Oh great patriots, let us stand up in silence and respect,
Saluting our martyrs whose blood cemented our national foundation. 
We vow to protect our nation.
Oh God bless South Sudan!  



June 30, 2011

Belated Father's Day

This post is way overdue but for good reason:  I've been spending time with this guy...
my dad!

When I said goodbye to my parents at Dulles International Airport last November I never expected to spend Father's Day with my Dad in Sudan but it happened.  There's a lot to say about my Dad and today I'm struggling to put into words what his presence here means to me.  I'm struggling to describe the emotions I felt when I hugged his neck for the first time in more than six months while standing on African soil.  And I'm struggling to contain my tears when I look at these pictures of my father with the kids, my kids, at Harvesters.

"Baba Bill" with Aqui, Semama, and Isaiah


Baba Bill and Acqui

with Isaiah

My gratitude will never be enough but today it's all I have.  Thank you, Dad, thank you.

June 17, 2011

Follow the red dirt road: to Terekeka and back

A couple weeks ago I traveled to the Terekeka orphanage for a few days and have some pictures to share.  Lance (Dennis and Lilly's son) and his wife, Kim, run the orphanage in Terekeka and the purpose of me going was to attend a meeting in Juba with them.  The meeting never happened but it was a great trip for many reasons.  I got to see the Nile(!) and while I didn't step foot in it (one word - crocodiles) I did spend a serene morning sitting on its banks, we ate at an Indian / Chinese restaurant in Juba and eating something beside rice and beans was a great treat, and I met and loved on the 40ish kids who live at Terekeka.  Two of our P.7 girls, Nunas Mambu and Anna Gaba, came with us and it was Mambu's second trip to Terekeka and Anna's first trip out of town.  Seeing Sudan through their eyes was truly joyful and gave me a new perspective of this beautiful, war-torn country.

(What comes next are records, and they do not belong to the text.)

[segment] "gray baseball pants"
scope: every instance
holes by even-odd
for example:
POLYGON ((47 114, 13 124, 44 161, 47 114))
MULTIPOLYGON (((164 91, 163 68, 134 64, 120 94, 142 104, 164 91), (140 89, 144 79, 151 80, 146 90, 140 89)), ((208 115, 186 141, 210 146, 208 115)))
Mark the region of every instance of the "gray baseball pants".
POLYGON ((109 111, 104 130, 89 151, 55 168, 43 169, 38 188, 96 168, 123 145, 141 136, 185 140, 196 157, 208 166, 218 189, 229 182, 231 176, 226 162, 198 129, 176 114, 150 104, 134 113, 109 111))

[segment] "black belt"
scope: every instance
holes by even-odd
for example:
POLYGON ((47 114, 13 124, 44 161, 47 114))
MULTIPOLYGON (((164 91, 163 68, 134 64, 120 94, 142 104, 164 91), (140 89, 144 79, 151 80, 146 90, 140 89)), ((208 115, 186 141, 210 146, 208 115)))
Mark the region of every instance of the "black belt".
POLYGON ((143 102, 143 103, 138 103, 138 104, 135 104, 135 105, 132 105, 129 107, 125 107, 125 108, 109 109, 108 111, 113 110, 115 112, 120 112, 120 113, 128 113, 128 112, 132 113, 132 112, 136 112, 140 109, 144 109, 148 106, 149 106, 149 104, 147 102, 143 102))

On Monday morning we stopped for a mid-morning snack of Rolex - fried egg and tomato wrapped inside a chappati (greasy tortilla).

tukkuls in the shadow of a rock mountain

a tailor in the Juba market

cucumbers and melons in Juba - where Lance and Kim buy their groceries every two weeks

Nunas Mambu and Anna Gaba enjoy some strawberry-pineapple ice cream.  I was excited for ice cream so I know they savored every bite. 

Women plant flowers in the road medians in Juba in preparation for South Sudan's upcoming independence day celebration on July 9.

On Wednesday we went back to Juba and took the girls on a tour of the Catholic University of Sudan.  Juba is a typical third-world city and is nothing to write home about.  Most people live in mud huts, there are few paved roads, there isn't a water system, trash litters the roads, etc. but the girls loved the hustle and bustle, the fancy professional women, and the abundant stores that sell (almost) anything imaginable.  As we toured the three-classroom Catholic University they were quietly excited to see first-hand the possibilities for their futures.

gas: 340 Sudanese Pounds (not shillings) for 68 litres (about $120 for 17.9 gallons)

a rainbow over Sudan

Women carry goods through African plains.  Where do you come from, where do you go?

huuuge puddles on the "driveway" to the Terekeka orphanage

Terekeka orphans play (and crawl through the dirt) on a lazy, hot afternoon.

cloudy sunrise over the Nile - majestic

a beautiful morning in Terekeka

typical path in Africa

people bathing and fishing in a marsh along the main road 

a man herds his cattle south toward Juba

kicking up dust on the way back to Juba

our taxi from Juba back home: 10 adults in a small family van

Mambu and Anna and I took the back seat.

stopped at a roadblock as workers searched for and disabled landmines

We spent about six hours traveling the 150 miles from Terekeka back home because the vast majority of the roads in South Sudan are made of dirt and riddled with bumps and holes.  Drivers speed along with little concern for the shocks on their cars or people walking on the side of the road and I spent much of the trip holding onto the seat in front of me and closing my eyes whenever we passed a pedestrian.  By the grace of God we made it safely back home and I'd never been more relieved to return to the little oasis that is Harvesters.